He sighed and looked over my shoulder at the truck before looking back at me. “Just be prepared, all right? She was kidnapped and kept here for over a month, and we don’t know what they did in fact do to her.”

A short, humorless laugh left me. I’d just been saying the same thing. “Trust me. Mase, I know that. Be prepared for what?”

He chewed on his bottom lip for a moment before blowing out a ragged breath. “Anything, Kash. She might not be the same Rachel anymore. Even with everything that already happened, you just have to be there for her, and hope that she’s still in there.”

God, I hope like hell my Rachel is still there . . . somewhere. I shut my eyes tight against the tears pricking the backs of them and locked my jaw. It wasn’t until the ambulance and two patrol cars were on the scene that I finally opened my eyes again and made my way back to the truck.

“You ready, Rachel?”

Her jaw trembled when she looked up at me, and it broke me to watch her eyes fill with tears again. She opened her mouth, but only nodded when nothing came out.

“All right, let’s get you to the station then.”

AS WAS EXPECTED, I wasn’t allowed in the room as they questioned all the men we’d arrested or Rachel on everything that had happened from the actual kidnapping, to the month that she’d been gone. At least Chief had let me stay in the observation room to Rachel’s room so I could watch.

I hadn’t decided if I was glad I’d stayed to listen, or not.

After finding out Trent was the one to physically kidnap her, and keep her locked in that fucking small room with the mattress in it, my jealousy turned into pure rage, and it took everything for me to not hunt down the room he was in and finally do what I’d been wanting to.
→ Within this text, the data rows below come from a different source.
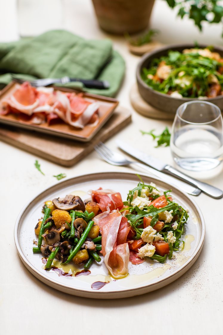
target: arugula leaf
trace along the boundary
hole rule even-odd
[[[154,259],[156,261],[157,261],[160,263],[164,263],[166,260],[167,256],[167,255],[165,255],[165,256],[163,257],[162,256],[160,256],[159,255],[156,255],[156,254],[154,254],[153,256],[150,257],[149,258],[151,259]]]
[[[158,32],[158,30],[156,29],[150,29],[145,34],[139,37],[132,38],[127,33],[125,34],[125,37],[130,44],[134,46],[139,47],[151,42],[152,38]]]
[[[166,127],[162,133],[160,135],[155,135],[153,134],[154,130],[154,129],[152,129],[149,132],[143,131],[143,130],[140,131],[143,135],[145,134],[151,135],[154,140],[156,138],[158,138],[157,141],[157,145],[155,147],[155,148],[160,146],[162,144],[165,144],[165,146],[169,146],[170,141],[171,134],[167,127]]]
[[[55,177],[58,180],[60,180],[63,178],[66,178],[66,177],[67,175],[65,173],[60,173],[59,175],[58,175],[57,176],[53,176],[53,177]]]
[[[38,162],[37,159],[36,159],[35,161],[34,164],[34,165],[38,171],[39,171],[39,172],[40,172],[42,175],[43,175],[43,176],[45,176],[45,174],[43,173],[42,172],[42,171],[41,171],[41,170],[40,168],[40,164],[39,164],[39,162]]]

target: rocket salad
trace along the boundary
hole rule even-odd
[[[152,60],[142,77],[151,88],[175,98],[207,99],[223,94],[223,58],[211,48],[170,51]]]

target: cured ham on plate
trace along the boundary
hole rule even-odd
[[[87,141],[118,104],[111,98],[69,89],[12,82],[0,94],[0,122]]]

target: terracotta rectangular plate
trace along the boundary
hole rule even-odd
[[[0,93],[0,110],[2,108],[2,101],[12,94],[19,86],[19,84],[12,82],[2,90]],[[74,90],[63,87],[55,87],[57,90],[65,92],[77,92]],[[0,123],[29,130],[44,133],[49,135],[59,136],[70,139],[82,142],[88,142],[93,137],[111,116],[118,104],[115,99],[83,92],[83,97],[89,100],[99,103],[99,122],[95,126],[87,125],[83,129],[78,129],[67,124],[62,120],[60,123],[48,125],[45,123],[41,125],[34,125],[28,121],[18,120],[16,114],[0,115]]]

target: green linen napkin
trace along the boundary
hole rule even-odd
[[[124,71],[124,60],[113,50],[109,40],[87,40],[69,31],[55,30],[17,42],[0,43],[0,89],[11,81],[11,73],[27,80],[67,76],[107,80],[110,87],[106,89],[87,88],[75,82],[63,86],[113,96]]]

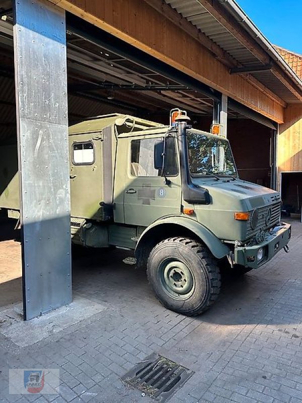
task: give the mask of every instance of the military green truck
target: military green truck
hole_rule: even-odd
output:
[[[194,315],[216,299],[219,265],[258,270],[288,251],[291,227],[277,192],[239,178],[228,140],[188,121],[114,113],[70,127],[71,233],[134,250],[161,303]],[[0,148],[0,207],[18,218],[16,147]]]

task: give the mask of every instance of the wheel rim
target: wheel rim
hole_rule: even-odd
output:
[[[193,294],[194,277],[189,267],[180,260],[165,259],[160,265],[159,274],[163,288],[174,299],[187,299]]]

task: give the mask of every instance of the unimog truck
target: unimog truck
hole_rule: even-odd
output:
[[[291,227],[279,193],[239,178],[226,139],[175,112],[169,126],[115,113],[69,127],[71,240],[134,250],[161,303],[194,315],[217,298],[219,265],[258,270],[288,251]],[[1,148],[3,184],[18,168]],[[18,186],[16,175],[0,195],[10,217]]]

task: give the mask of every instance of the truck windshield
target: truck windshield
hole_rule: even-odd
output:
[[[189,166],[192,177],[237,176],[229,142],[217,136],[187,130]]]

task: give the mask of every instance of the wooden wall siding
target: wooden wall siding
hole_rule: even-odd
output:
[[[143,0],[49,0],[278,123],[284,108]]]
[[[289,105],[284,121],[278,137],[278,171],[302,172],[302,105]]]

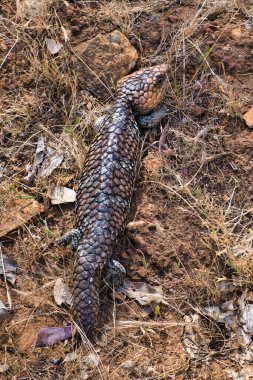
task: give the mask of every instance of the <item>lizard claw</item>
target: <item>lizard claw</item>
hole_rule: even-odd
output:
[[[111,259],[107,264],[107,270],[112,276],[112,281],[115,288],[118,289],[124,286],[126,270],[122,264],[120,264],[117,260]]]

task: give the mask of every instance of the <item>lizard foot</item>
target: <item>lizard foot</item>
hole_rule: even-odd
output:
[[[112,276],[112,281],[116,289],[124,286],[126,270],[117,260],[111,259],[107,264],[107,270]]]

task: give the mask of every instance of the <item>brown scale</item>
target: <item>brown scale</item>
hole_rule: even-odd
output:
[[[122,233],[137,171],[140,134],[136,114],[155,108],[165,92],[167,65],[138,71],[119,82],[117,98],[86,155],[77,201],[74,316],[91,334],[99,311],[100,274]]]

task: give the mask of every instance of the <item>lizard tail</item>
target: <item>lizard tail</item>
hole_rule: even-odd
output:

After listening to Rachel countlessly remind the detectives interviewing her that Trent had been protecting her, taking care of her, and trying to help her escape, I just wanted to throw up again.

She talked about him like he was a hero. She described him as being tortured emotionally, and being forced to do everything. “But, oh no! He isn’t a bad person!” And apparently I wasn’t the only one thinking it . . . because Detective Byson asked her if she’d ever heard of Stockholm syndrome.

“What? No! I mean, yes, I’ve heard of it; but no. I don’t have that, he was just good to me. He was just protecting me and keeping me safe, and it’s something I appreciated, that’s all.”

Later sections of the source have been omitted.